One heads-up on Bedrock regions: depending on your region, you may need to invoke Nova and Claude models through system-defined cross-region inference profiles (IDs like us.amazon.nova-pro-v1:0) rather than calling the foundation-model ID directly. If direct invocation of amazon.nova-pro-v1:0 works in your region, great - that's what I'm using in the demo. If it fails with an access error, set bedrock_model_id = "us.amazon.nova-pro-v1:0" (or the matching prefix for your location) in terraform.tfvars. The Terraform IAM policy already allows both direct model ARNs and matching inference-profile ARNs, so you don't need to touch the permissions.

Running the LLM analysis inside the batch container - rather than as a separate post-processing step - means the data is already in memory when we call Bedrock. The prompt is just a few hundred bytes of text, not the raw sensor data. And because each container runs independently, the analysis is naturally parallelized across all the sites.

Step 5: Per-file results, written immediately

A pattern I find essential for spot-friendly batch processing: write your results after each unit of work, not at the end. The container writes a JSON result to S3 immediately after each file is processed, named after the input file:

input/site_telemetry_00042.parquet
  -> results/{run-id}/site_telemetry_00042.json
  -> results/latest/site_telemetry_00042.json

If a spot interruption kills the container after it's done 7 of its 10 assigned files, those 7 results are safely in S3. Batch retries the job, the container reprocesses its full slice from the manifest, and the 7 files just get overwritten with the same results. No data lost.

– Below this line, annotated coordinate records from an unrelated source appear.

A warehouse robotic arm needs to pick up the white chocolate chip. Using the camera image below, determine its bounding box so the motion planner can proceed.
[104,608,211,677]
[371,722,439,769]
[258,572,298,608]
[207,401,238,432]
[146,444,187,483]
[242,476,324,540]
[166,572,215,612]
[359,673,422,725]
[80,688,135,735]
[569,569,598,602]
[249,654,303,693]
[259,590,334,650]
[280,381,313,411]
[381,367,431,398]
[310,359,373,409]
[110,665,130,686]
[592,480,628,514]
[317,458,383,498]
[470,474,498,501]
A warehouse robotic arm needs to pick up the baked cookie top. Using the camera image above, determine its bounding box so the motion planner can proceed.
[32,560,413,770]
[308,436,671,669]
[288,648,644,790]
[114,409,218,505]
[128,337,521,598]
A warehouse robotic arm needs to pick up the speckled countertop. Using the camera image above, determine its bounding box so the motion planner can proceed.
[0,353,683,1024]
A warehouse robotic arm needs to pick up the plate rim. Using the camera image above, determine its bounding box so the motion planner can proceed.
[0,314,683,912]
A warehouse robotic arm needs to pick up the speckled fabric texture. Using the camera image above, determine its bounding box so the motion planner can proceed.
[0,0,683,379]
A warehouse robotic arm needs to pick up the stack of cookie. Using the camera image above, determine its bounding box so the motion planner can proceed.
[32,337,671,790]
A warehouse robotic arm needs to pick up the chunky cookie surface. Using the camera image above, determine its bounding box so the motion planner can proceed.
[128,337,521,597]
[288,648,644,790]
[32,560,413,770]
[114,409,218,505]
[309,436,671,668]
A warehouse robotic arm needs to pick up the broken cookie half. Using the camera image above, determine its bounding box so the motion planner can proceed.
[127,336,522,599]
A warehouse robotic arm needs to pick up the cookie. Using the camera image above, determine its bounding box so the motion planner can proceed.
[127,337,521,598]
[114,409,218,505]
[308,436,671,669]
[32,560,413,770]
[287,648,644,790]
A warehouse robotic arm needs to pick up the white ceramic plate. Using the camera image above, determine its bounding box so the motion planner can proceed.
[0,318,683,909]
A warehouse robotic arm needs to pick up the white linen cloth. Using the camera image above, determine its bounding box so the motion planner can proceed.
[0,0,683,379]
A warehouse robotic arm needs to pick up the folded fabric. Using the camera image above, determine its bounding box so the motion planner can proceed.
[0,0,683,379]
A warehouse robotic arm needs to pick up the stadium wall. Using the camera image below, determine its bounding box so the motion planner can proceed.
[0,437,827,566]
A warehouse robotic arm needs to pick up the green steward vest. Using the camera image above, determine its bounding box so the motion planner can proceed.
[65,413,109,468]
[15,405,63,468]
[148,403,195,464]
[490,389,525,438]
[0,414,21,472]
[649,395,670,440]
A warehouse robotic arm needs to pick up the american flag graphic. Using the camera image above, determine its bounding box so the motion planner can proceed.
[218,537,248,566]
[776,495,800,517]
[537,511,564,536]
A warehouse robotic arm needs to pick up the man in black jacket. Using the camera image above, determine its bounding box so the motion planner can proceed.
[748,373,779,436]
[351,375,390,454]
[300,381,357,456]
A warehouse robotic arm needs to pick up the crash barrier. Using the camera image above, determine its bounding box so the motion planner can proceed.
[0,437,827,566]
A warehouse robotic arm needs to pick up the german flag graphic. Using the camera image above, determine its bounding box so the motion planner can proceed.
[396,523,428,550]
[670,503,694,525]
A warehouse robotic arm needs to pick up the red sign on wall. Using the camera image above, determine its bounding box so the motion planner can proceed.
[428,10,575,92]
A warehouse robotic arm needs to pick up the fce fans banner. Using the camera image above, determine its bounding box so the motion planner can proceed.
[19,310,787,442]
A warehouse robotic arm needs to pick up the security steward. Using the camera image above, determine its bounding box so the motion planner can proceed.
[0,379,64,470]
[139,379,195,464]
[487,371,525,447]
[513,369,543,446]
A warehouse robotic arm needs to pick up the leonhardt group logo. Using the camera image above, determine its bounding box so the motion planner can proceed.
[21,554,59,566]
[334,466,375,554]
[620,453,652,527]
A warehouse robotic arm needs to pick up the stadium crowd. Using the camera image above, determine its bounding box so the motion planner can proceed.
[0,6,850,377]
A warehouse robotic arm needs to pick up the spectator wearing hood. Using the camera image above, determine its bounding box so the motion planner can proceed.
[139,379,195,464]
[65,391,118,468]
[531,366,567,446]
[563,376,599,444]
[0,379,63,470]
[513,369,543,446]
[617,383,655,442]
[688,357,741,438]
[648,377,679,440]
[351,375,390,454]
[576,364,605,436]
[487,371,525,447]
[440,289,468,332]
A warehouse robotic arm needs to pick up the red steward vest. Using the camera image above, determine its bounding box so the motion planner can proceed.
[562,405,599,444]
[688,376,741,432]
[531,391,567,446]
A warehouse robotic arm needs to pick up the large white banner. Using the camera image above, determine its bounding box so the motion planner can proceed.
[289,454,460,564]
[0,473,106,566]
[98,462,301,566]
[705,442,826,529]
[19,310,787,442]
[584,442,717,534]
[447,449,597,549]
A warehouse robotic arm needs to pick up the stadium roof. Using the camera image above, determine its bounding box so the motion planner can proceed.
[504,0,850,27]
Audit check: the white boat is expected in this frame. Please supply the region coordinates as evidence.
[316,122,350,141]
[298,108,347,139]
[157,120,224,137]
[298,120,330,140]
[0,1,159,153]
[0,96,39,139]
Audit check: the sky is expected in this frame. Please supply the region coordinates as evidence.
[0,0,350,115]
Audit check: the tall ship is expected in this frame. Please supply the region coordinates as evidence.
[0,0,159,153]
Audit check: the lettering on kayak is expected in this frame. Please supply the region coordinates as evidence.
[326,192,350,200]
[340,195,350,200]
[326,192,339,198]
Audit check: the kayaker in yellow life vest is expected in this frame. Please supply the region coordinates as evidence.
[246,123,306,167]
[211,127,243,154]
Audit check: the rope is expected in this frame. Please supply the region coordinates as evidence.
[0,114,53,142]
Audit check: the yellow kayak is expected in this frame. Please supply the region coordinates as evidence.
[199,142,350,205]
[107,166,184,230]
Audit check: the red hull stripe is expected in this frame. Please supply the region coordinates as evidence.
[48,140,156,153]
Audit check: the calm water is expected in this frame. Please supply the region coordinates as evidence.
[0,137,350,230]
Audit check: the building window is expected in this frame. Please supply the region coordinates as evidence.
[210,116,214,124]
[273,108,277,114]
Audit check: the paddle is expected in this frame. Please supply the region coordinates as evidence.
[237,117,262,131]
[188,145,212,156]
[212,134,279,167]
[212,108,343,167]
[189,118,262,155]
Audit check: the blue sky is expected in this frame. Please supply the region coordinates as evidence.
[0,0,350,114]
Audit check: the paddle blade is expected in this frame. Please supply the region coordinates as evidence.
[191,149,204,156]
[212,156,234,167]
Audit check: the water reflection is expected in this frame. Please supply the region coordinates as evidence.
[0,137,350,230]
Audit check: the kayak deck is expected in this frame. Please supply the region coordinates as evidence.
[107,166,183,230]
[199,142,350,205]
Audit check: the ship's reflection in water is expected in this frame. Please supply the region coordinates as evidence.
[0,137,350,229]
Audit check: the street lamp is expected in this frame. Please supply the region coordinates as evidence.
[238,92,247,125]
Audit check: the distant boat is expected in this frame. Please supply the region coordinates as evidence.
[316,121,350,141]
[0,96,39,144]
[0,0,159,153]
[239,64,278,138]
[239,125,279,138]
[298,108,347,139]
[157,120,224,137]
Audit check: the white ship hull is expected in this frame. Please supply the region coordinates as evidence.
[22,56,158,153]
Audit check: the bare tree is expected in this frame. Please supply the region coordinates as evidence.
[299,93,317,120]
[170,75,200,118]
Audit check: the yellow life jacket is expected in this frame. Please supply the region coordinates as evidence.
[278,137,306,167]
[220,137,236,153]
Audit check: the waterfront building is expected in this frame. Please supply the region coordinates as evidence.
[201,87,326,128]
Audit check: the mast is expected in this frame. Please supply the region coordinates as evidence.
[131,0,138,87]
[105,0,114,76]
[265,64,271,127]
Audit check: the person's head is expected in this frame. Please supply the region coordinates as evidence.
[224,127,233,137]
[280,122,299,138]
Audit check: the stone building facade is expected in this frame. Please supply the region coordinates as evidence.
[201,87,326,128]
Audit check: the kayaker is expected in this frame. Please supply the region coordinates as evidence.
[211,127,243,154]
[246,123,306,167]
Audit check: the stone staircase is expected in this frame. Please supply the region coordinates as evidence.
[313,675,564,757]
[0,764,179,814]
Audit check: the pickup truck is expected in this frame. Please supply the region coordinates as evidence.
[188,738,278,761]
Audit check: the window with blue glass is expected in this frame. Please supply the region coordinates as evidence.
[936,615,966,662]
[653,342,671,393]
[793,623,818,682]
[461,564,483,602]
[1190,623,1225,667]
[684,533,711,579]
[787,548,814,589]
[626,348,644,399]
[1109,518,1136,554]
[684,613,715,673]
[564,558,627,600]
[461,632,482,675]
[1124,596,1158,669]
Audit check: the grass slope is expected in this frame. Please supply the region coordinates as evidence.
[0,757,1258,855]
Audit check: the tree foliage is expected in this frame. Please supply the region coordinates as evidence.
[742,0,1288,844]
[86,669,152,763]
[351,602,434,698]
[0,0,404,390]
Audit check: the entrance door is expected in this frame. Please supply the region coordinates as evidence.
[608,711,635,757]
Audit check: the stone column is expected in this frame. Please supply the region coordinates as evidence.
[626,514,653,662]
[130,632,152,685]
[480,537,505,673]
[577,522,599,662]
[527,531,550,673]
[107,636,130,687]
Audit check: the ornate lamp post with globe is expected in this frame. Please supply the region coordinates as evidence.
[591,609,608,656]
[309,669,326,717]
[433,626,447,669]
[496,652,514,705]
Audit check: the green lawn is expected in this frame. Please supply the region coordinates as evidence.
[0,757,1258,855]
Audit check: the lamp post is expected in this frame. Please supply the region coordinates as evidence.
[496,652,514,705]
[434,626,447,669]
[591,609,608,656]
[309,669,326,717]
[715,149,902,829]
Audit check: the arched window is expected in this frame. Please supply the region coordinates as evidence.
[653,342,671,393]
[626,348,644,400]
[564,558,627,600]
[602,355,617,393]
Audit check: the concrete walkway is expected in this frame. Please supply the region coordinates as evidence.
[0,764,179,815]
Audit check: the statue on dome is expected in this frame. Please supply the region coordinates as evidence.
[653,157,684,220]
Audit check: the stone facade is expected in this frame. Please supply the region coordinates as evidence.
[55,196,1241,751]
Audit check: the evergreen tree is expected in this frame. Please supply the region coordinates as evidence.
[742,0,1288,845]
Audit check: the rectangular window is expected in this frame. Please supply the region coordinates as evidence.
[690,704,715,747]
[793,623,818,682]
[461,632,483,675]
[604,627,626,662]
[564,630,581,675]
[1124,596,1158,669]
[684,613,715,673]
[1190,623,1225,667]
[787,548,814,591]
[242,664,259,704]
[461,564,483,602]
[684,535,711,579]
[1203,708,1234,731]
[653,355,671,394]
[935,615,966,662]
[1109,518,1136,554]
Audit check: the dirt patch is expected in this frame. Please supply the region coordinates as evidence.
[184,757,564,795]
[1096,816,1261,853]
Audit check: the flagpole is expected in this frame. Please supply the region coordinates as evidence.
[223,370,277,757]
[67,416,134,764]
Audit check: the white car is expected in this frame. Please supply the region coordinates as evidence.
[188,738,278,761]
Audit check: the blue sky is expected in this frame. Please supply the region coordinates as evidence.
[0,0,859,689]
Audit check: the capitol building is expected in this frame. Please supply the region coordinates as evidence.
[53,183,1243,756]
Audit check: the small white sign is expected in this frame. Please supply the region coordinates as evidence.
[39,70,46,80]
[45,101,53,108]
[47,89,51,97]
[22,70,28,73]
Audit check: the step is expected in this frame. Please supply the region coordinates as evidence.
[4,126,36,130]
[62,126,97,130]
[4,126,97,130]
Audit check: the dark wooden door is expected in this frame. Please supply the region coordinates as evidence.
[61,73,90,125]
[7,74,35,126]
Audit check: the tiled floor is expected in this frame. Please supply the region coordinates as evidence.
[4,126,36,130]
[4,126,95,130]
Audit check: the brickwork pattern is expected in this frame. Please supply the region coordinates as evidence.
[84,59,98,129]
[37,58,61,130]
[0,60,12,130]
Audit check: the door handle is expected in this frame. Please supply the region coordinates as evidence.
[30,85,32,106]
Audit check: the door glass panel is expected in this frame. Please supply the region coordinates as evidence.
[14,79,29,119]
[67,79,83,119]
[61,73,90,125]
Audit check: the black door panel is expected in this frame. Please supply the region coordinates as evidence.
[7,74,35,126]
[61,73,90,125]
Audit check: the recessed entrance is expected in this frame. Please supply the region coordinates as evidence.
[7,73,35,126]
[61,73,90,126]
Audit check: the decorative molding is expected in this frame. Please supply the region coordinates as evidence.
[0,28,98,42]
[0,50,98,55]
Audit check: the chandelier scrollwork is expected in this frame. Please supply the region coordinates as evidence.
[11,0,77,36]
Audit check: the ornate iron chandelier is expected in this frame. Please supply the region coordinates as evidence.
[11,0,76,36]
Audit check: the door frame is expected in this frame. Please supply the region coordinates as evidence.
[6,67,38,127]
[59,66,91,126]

I write to two paths intentionally:

results/{run-id}/... - timestamped per-run folder, preserved forever (so you can compare runs as you tune your analysis)
results/latest/... - always overwritten, so dashboards always show the most recent run

Step 6: Per-container summary

At the end of each container's run, it logs a summary of its successes, failures, and files skipped due to spot interruption. It looks like this in CloudWatch Logs:

============================================================
PROCESSING SUMMARY (array_index=3)
============================================================
Assigned: 5 files
Succeeded: 4 files, 2,000,000 total rows, 78 events
  OK  input/site_telemetry_00015.parquet (500,000 rows, 23 events, 38.2s)
  OK  input/site_telemetry_00016.parquet (500,000 rows, 11 events, 34.7s)
  OK  input/site_telemetry_00017.parquet (500,000 rows, 18 events, 36.1s)
  OK  input/site_telemetry_00018.parquet (500,000 rows, 26 events, 39.4s)
Skipped (spot interruption): 1 files
  SKIP  input/site_telemetry_00019.parquet
INCOMPLETE: 4 succeeded, 0 failed, 1 skipped
============================================================

The container exits non-zero if anything was skipped or failed, which triggers Batch's retry logic. On retry, the container reprocesses its full slice. The skipped files complete on the second attempt.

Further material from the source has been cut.